Now that we have reviewed what Kubernetes has brought to the table, let's go back to the initial list of cons for on-prem deployments and see where they stand, post-Kubernetes.
In Kubernetes, there is one interface for deploying and orchestrating Kubernetes, which is a Kubernetes config file (JSON or YAML). These YAML files can point to a system-agnostic container. This is a big step up from manual deployments with OS/version-specific binaries.
However, it's still not a silver bullet. Kubernetes provides powerful abstractions across heterogeneous customer clusters, but not all Kubernetes clusters are created equal. For example, we at Pixie have learned that some of our customer's Kubernetes clusters do not support Persistent Volumes. Additionally, a 2,000 node cluster will behave differently than a minikube virtual environment, regardless of the abstraction on top of it. However, these Kubernetes abstractions have definitely made it a lot easier for us to deploy our products on-prem to customers.

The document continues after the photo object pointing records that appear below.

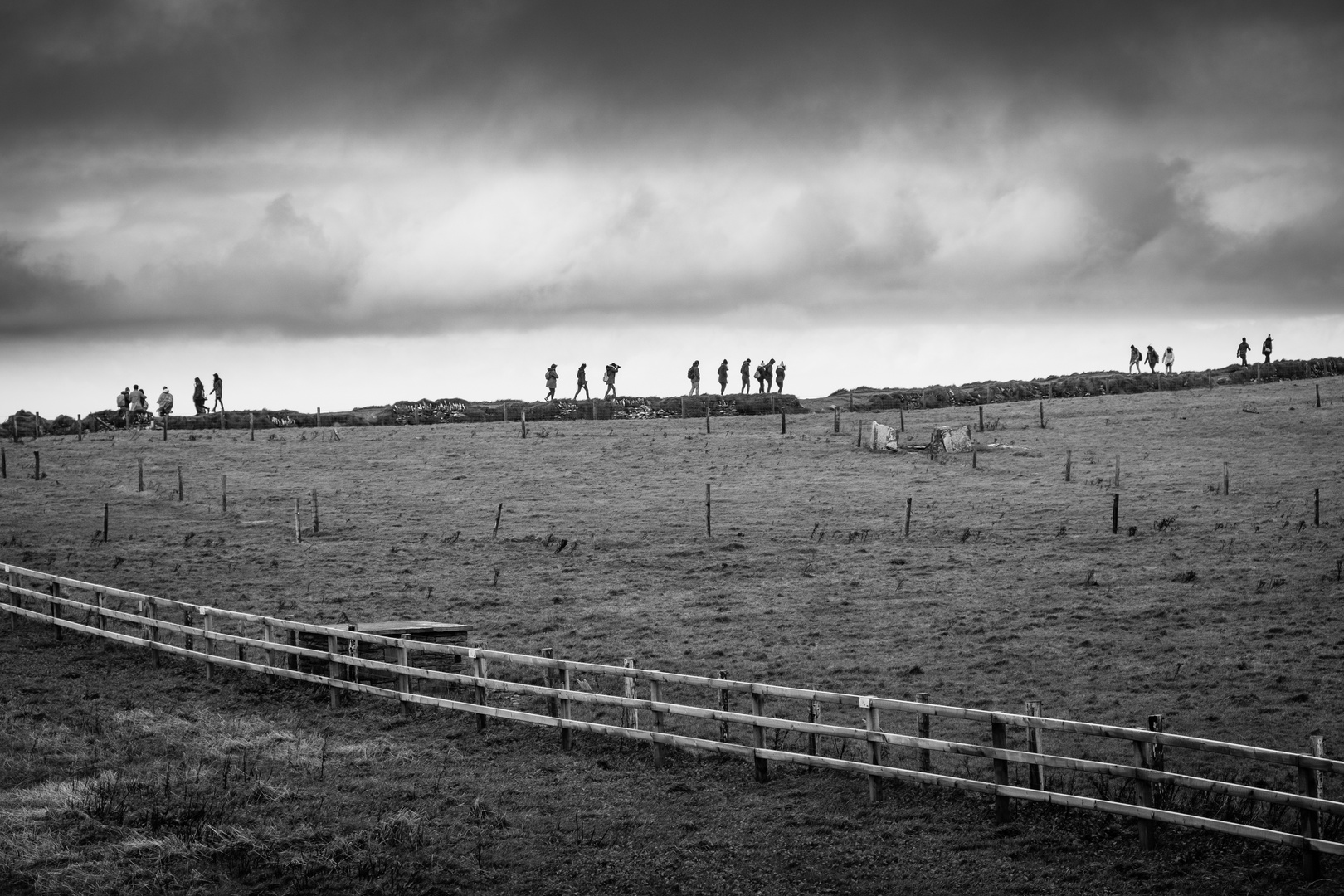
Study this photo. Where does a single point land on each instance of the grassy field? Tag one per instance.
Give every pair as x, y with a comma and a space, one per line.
1220, 611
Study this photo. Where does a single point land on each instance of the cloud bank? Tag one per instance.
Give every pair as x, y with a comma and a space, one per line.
325, 168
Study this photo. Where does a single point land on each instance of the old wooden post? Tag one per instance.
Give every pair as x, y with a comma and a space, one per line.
762, 767
566, 709
553, 705
923, 731
723, 705
874, 747
403, 680
332, 672
1144, 796
1035, 772
656, 698
999, 738
1309, 785
479, 670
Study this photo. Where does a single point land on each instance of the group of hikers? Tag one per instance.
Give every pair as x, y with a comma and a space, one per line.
1137, 359
767, 373
1266, 348
132, 403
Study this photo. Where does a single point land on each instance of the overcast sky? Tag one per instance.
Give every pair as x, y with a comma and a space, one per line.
194, 179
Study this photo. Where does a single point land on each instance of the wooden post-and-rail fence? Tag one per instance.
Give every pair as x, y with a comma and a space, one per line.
671, 719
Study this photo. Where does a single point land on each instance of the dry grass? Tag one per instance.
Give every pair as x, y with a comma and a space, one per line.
1224, 613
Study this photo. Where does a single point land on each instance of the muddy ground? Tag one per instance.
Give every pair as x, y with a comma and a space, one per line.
1220, 611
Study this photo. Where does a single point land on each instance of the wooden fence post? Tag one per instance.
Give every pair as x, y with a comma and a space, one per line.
332, 672
723, 705
1144, 796
403, 680
656, 696
923, 731
762, 767
874, 748
479, 670
208, 625
1309, 785
999, 738
566, 733
1035, 772
629, 715
709, 528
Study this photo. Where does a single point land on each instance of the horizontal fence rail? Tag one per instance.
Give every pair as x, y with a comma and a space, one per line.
285, 650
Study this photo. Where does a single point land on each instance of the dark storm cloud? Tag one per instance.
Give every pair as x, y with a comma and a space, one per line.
353, 167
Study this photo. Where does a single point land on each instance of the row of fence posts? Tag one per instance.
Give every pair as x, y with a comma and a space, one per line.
1147, 755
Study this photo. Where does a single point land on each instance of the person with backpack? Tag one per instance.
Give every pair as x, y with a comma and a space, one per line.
552, 379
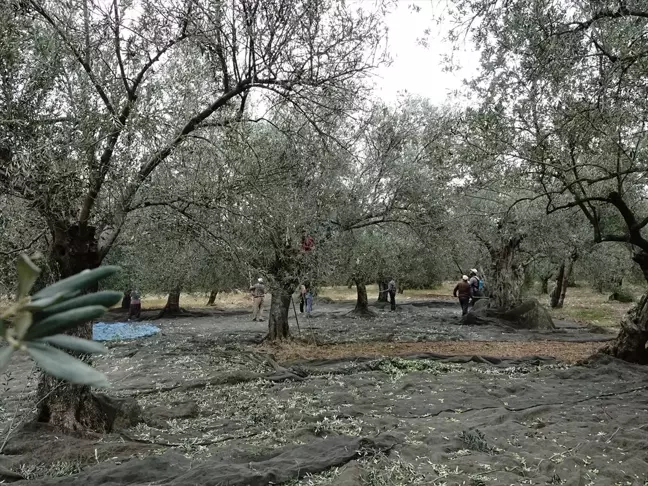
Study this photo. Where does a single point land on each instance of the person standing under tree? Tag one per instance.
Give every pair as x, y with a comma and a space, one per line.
476, 285
309, 300
463, 290
135, 307
258, 294
391, 288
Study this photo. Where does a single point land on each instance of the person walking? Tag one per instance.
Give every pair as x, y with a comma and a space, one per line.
463, 290
258, 294
391, 288
135, 307
475, 285
309, 301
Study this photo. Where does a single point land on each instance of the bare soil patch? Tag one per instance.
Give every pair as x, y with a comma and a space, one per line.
406, 398
564, 351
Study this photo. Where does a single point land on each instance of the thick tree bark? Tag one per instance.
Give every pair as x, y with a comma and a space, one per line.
362, 302
382, 291
630, 344
212, 297
61, 404
172, 307
505, 283
126, 301
557, 290
278, 328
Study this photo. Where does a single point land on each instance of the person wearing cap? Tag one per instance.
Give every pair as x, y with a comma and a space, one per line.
258, 294
475, 285
463, 290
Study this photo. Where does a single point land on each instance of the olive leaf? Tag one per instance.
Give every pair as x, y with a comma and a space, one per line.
63, 321
61, 365
74, 344
77, 282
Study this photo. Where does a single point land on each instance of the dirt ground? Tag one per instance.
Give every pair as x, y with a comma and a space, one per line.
409, 397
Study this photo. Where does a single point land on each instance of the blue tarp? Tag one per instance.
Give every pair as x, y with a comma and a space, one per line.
119, 331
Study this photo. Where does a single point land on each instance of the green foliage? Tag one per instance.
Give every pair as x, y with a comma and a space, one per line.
622, 295
33, 324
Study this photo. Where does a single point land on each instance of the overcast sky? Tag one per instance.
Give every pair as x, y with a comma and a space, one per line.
419, 69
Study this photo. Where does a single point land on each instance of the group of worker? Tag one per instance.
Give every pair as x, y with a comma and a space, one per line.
468, 290
258, 291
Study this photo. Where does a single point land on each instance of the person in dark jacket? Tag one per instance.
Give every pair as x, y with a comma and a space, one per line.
463, 290
391, 288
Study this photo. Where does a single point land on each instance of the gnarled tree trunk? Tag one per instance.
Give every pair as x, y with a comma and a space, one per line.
557, 290
505, 282
382, 291
172, 307
61, 404
362, 301
212, 297
630, 343
278, 328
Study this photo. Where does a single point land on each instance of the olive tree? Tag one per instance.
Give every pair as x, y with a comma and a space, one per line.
98, 96
563, 85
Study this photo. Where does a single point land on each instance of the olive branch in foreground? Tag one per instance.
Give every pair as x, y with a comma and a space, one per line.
34, 324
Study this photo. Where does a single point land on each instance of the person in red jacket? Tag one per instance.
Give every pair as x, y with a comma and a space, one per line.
463, 290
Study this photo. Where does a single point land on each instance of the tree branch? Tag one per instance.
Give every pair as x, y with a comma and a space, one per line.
79, 57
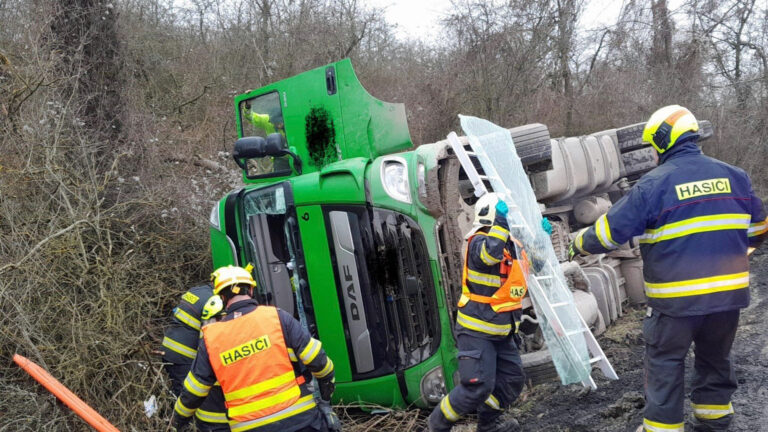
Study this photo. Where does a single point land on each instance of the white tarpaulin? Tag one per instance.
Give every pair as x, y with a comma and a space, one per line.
563, 328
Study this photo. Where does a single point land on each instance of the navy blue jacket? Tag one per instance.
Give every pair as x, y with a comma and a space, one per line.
695, 217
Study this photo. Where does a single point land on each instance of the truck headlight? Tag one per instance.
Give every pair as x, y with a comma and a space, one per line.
214, 218
394, 178
433, 386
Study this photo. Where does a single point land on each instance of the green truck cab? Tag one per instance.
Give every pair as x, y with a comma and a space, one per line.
343, 226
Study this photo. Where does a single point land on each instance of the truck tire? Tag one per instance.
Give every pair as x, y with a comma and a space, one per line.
534, 147
539, 368
631, 137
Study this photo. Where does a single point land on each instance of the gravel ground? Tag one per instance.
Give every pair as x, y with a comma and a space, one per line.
618, 405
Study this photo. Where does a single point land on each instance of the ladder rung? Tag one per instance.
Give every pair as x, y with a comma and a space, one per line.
574, 332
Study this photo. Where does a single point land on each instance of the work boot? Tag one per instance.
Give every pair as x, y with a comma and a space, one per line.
498, 424
438, 422
711, 425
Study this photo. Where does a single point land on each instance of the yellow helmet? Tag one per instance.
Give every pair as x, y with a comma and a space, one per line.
230, 275
485, 209
666, 125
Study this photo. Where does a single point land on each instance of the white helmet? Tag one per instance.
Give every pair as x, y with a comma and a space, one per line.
485, 209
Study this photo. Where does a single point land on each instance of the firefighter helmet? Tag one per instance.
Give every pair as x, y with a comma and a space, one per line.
485, 209
231, 276
666, 125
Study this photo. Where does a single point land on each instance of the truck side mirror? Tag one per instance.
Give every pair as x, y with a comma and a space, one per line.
259, 147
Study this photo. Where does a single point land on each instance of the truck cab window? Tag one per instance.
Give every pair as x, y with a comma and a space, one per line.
262, 116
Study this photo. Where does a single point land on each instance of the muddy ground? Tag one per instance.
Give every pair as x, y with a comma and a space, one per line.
617, 406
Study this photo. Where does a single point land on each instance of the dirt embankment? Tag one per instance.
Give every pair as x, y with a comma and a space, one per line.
618, 405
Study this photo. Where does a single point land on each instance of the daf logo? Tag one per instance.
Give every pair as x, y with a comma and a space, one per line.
351, 292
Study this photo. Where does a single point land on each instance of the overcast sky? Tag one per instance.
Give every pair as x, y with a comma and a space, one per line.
420, 19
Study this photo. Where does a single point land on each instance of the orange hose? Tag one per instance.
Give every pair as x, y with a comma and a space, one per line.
65, 395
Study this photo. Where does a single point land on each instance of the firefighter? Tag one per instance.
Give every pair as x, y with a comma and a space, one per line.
695, 217
254, 353
493, 285
197, 306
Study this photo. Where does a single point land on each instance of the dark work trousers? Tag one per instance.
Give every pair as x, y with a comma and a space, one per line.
491, 377
667, 340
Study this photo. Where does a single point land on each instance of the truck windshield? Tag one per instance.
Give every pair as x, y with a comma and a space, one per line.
385, 285
273, 246
262, 116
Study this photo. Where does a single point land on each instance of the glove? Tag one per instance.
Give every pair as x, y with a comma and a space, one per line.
502, 209
327, 386
571, 252
546, 226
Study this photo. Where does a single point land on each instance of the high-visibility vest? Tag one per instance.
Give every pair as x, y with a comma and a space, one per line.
250, 359
513, 287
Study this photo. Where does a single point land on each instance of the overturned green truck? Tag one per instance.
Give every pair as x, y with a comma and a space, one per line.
359, 235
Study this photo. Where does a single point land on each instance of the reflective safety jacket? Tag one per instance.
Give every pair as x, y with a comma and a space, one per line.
180, 347
256, 353
182, 337
493, 284
695, 217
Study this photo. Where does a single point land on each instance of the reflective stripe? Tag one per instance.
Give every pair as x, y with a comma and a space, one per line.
326, 370
579, 242
487, 258
303, 404
179, 348
259, 388
499, 233
260, 404
603, 233
698, 286
447, 409
182, 410
696, 225
292, 355
758, 228
653, 426
711, 412
211, 417
475, 324
186, 318
483, 278
310, 351
493, 402
196, 387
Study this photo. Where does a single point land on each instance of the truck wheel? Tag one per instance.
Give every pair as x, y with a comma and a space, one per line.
539, 368
534, 147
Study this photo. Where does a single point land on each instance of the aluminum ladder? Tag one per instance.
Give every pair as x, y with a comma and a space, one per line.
545, 277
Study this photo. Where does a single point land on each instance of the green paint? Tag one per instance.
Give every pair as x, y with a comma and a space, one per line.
343, 138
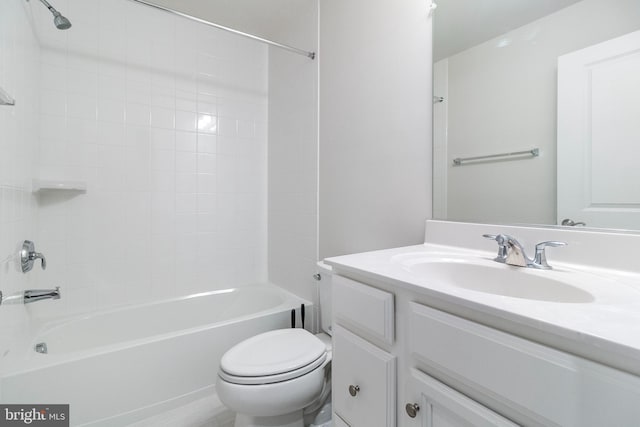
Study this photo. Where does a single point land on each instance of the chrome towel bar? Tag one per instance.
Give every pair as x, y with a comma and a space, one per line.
534, 152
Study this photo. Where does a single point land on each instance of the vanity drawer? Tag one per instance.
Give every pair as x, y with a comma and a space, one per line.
363, 309
541, 384
363, 381
440, 405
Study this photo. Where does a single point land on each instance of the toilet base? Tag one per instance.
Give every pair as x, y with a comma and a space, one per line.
294, 419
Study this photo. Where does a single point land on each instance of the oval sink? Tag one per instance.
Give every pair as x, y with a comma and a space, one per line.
499, 279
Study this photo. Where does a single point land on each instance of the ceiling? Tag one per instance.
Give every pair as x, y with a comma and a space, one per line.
461, 24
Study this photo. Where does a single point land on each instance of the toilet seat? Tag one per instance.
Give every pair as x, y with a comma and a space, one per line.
272, 357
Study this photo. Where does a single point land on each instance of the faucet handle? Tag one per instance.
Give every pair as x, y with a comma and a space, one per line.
503, 246
28, 255
541, 256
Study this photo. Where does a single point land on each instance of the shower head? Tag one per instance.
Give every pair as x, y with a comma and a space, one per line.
59, 21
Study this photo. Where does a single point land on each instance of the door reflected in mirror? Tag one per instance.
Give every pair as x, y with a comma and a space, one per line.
499, 94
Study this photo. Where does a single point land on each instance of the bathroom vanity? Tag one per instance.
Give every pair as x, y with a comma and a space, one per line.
442, 335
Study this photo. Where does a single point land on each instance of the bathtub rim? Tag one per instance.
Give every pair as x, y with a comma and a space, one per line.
26, 359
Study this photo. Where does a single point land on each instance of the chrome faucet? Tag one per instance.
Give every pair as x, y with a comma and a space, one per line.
511, 252
33, 295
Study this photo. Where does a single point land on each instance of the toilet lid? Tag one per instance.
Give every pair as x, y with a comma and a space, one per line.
273, 353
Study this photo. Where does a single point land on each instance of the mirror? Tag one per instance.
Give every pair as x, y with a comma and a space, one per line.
536, 107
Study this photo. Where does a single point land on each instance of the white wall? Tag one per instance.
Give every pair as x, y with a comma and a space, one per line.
502, 98
19, 76
375, 124
293, 157
166, 121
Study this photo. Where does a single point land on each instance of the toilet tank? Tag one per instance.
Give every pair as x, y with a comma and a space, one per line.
324, 290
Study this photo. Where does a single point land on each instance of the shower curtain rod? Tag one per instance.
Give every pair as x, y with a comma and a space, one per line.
311, 55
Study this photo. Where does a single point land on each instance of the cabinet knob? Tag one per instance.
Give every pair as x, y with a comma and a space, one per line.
412, 409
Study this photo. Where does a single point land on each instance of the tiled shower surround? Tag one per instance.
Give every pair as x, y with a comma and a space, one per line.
19, 65
166, 122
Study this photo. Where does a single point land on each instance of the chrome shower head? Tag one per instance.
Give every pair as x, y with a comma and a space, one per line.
59, 21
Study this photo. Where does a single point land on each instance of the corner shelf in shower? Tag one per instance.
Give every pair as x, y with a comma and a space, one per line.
41, 185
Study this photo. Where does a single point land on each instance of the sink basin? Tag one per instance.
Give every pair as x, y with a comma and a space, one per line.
498, 279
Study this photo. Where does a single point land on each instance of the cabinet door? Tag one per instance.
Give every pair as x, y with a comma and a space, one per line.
441, 406
364, 381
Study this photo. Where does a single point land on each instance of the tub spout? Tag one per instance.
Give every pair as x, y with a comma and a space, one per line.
33, 295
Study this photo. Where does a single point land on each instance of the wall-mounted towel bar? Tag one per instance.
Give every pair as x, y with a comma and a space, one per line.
5, 98
534, 152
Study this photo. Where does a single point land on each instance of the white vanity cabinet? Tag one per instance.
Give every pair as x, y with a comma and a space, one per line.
441, 406
454, 372
363, 373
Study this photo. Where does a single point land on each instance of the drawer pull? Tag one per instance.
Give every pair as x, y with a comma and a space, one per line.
412, 409
354, 389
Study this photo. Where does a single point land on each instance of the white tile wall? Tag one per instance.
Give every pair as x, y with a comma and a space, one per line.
166, 122
19, 76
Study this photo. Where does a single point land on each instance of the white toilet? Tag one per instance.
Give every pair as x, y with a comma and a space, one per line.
269, 379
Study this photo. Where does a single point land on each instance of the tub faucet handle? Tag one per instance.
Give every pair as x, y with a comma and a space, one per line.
28, 255
540, 260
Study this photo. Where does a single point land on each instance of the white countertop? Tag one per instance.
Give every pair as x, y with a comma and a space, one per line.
606, 329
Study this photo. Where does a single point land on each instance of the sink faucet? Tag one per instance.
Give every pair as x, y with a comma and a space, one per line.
33, 295
511, 252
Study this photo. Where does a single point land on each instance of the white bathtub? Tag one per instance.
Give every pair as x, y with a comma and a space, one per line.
119, 366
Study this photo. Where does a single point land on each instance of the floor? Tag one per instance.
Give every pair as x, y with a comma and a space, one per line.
206, 412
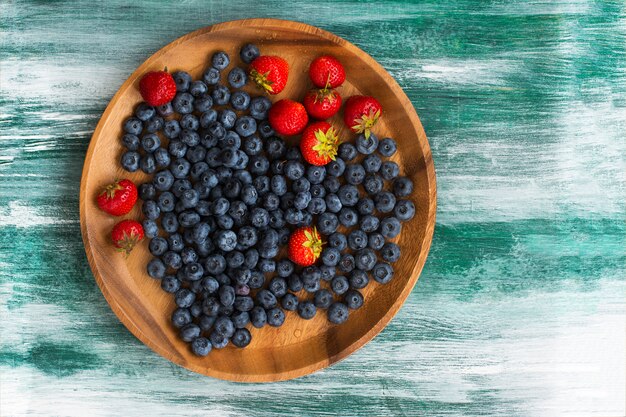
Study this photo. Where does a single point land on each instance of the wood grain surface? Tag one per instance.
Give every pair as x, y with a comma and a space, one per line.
298, 347
520, 307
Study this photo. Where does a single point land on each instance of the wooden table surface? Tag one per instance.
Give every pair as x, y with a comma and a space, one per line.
520, 309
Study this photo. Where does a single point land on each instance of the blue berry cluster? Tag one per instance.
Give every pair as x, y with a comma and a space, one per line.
226, 193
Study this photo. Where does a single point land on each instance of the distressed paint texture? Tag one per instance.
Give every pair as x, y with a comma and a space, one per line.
520, 310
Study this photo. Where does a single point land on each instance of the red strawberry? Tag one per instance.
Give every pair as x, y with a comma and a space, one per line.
322, 104
157, 88
361, 113
327, 72
288, 117
118, 198
319, 143
126, 234
270, 73
305, 246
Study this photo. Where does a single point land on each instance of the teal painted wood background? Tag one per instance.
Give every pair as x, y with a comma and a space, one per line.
520, 309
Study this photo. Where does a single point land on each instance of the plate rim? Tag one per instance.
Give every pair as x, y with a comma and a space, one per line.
425, 244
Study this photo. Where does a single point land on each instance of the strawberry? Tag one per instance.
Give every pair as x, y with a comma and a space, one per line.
322, 104
157, 88
126, 234
118, 198
327, 72
270, 73
305, 246
288, 117
361, 113
319, 143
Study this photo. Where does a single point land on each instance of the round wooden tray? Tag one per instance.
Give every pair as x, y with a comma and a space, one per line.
299, 347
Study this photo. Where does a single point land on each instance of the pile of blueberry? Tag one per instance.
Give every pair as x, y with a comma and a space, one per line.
227, 192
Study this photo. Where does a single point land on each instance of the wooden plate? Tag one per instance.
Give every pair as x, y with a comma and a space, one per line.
299, 347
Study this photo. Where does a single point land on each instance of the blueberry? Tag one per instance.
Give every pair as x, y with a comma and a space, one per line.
330, 256
131, 142
366, 145
240, 100
404, 210
182, 80
257, 280
218, 341
336, 168
211, 76
177, 149
323, 299
369, 223
348, 195
258, 317
347, 151
224, 326
372, 163
315, 174
162, 158
306, 310
332, 184
201, 346
180, 168
275, 317
210, 306
390, 252
184, 298
333, 203
226, 240
245, 126
259, 107
278, 286
165, 110
171, 129
183, 103
175, 242
317, 206
181, 317
275, 147
220, 206
294, 283
348, 217
148, 164
169, 222
150, 228
265, 129
188, 218
318, 190
154, 124
346, 263
365, 206
289, 302
249, 52
390, 227
258, 165
237, 77
385, 202
133, 126
278, 185
150, 209
170, 284
220, 60
327, 223
221, 95
402, 187
365, 259
389, 170
130, 161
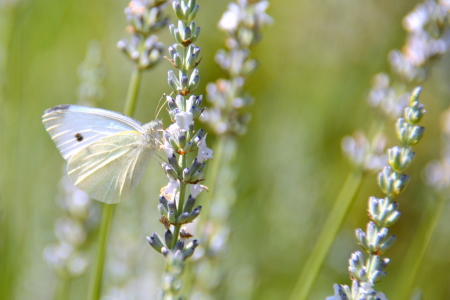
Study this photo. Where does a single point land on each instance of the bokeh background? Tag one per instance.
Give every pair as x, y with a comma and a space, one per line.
317, 61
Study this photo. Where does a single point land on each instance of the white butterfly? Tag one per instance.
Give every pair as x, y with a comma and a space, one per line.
106, 152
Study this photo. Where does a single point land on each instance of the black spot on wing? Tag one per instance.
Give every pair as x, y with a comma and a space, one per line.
57, 107
79, 137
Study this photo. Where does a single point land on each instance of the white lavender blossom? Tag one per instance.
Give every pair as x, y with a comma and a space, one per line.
145, 17
72, 230
427, 38
79, 215
242, 23
383, 212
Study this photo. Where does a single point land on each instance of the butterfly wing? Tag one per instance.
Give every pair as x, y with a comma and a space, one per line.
74, 127
109, 169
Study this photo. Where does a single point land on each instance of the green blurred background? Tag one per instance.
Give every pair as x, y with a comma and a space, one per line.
317, 61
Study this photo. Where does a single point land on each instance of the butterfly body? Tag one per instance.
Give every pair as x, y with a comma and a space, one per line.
106, 152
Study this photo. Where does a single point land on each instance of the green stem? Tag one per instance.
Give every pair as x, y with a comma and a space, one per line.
213, 177
96, 280
133, 90
417, 250
183, 185
63, 288
327, 235
108, 209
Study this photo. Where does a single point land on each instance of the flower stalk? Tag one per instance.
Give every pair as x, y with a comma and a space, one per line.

The problem of vendor visibility into application bugs and errors still definitely exists in a Kubernetes environment. The vendor does not control the cluster and therefore cannot gain access and control over its complete state. However, the common API provided by Kubernetes does enable the vendor application to query for the current logs, errors, and application state in a common, environment-agnostic way, which is still a major improvement.
This one of the biggest problems that remains with on-prem even when deploying to Kubernetes environments. If you can't control the version of code your customers are running, you will inevitably be forced to support many different versions in the wild. At Pixie, we solved this problem by providing the option to customers to allow their Pixie deployments to auto-update. While it doesn't work for every user (such as those without external network access), many users prefer for the system to grab the latest updates periodically so they don't have to worry about it.
Orchestrating the deployment of an application across many types of environments is as simple as specifying a YAML or JSON config file. This process is automatically handled by Kubernetes, so the vendor does not have to build out any code to do this part of the job. Kubernetes also comes with self-healing logic to restart failed pods and containers, reducing the burden on both the vendor and the customer.
Resource limits and deployment specifications allow the vendor or customer to define the maximum amount of resources that the application should consume. This safeguards against catastrophic resource consumption in a sensitive production environment. Finally, affinity and anti-affinity policies for pods allow the vendor to specify where different parts of the application should run. This can prevent common problems, such as multiple resource-intensive parts of an application being scheduled on the same node.
It is worth mentioning that none of these cons are solved if Kubernetes is not an appropriate target environment for your product. However, we believe that with the adoption that Kubernetes has seen, more and more products and tools will be able to target Kubernetes for their on-prem deployments in the future.
Although some challenges still remain with on-prem, we believe that the benefits provided by Kubernetes for on-prem deployments will shift the needle on the on-prem vs. SaaS question. Deploying applications on-prem has many compelling advantages, such as maintaining customer privacy, enabling open source tools and free tiers of software products, and support for more types of customer environments (such as air-gapped clusters). We hope to see more projects joining Sourcegraph, Okera, Pixie Labs, and many others in making on-prem "cool again".